As above, we construct a long-range only descriptor and densify the result for plotting the values.
delta_expansion_long_range = (
fourier_space_expansion_long_range - real_space_expansion_long_range
)
fourier_space_expansion_long_range = densify_tensormap(
fourier_space_expansion_long_range
)
delta_expansion_long_range = densify_tensormap(delta_expansion_long_range)

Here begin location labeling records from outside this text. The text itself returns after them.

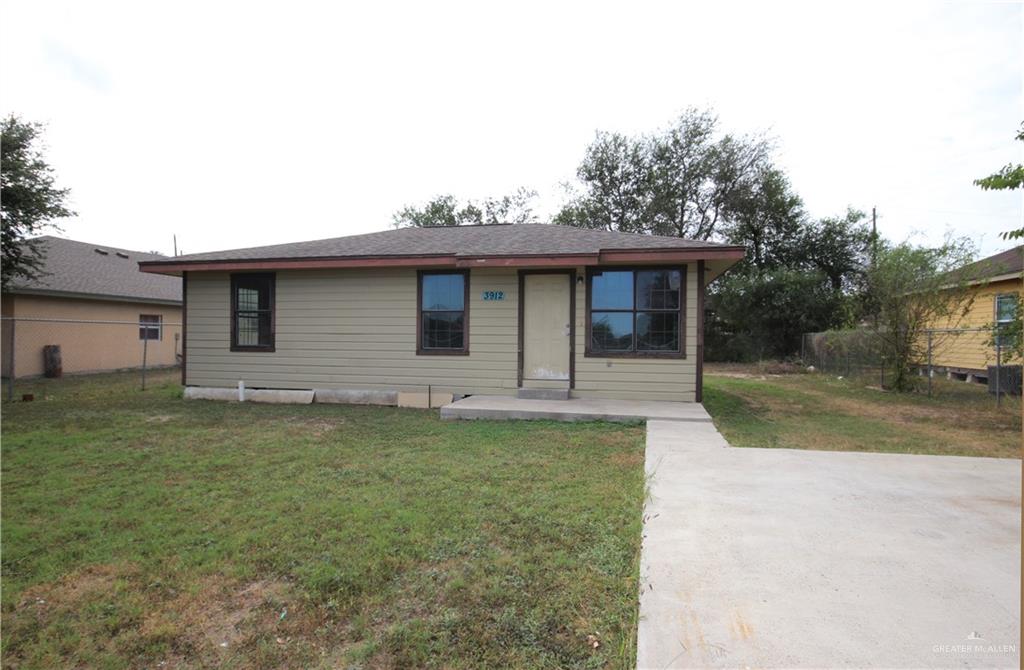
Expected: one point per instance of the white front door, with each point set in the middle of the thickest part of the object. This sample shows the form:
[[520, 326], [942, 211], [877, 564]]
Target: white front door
[[546, 327]]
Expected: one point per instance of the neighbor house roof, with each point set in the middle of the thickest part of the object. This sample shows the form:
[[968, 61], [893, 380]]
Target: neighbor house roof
[[82, 269], [461, 246], [1000, 265]]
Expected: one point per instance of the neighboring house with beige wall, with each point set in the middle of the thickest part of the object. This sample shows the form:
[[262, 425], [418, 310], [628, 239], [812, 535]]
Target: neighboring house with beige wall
[[428, 313], [91, 300]]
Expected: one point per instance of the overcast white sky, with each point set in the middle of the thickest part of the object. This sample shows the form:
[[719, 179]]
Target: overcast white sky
[[240, 124]]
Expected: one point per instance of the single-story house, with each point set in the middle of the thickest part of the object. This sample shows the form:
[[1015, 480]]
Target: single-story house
[[993, 285], [427, 313], [92, 301]]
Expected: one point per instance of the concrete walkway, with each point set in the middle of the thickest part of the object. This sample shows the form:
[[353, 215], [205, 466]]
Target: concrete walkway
[[762, 557], [577, 409]]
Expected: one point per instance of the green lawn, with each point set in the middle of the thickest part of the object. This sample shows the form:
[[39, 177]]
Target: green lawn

As above, we plot the values of the spherical expansions for the Fourier and the
subtracted (long range only) spherical expansion. First for hydrogen
(center_species=1
)
plot_value_comparison(
fourier_space_expansion_long_range.keys[0],
fourier_space_expansion_long_range,
delta_expansion_long_range,
)
amd second for oxygen (center_species=8
)
plot_value_comparison(
fourier_space_expansion_long_range.keys[1],
fourier_space_expansion_long_range,
delta_expansion_long_range,
)
We clearly see that the values of the subtracted spherical are much larger compared to the system with only a single water molecule, thus confirming the presence of long-range contributions in the descriptor for a system with two water molecules.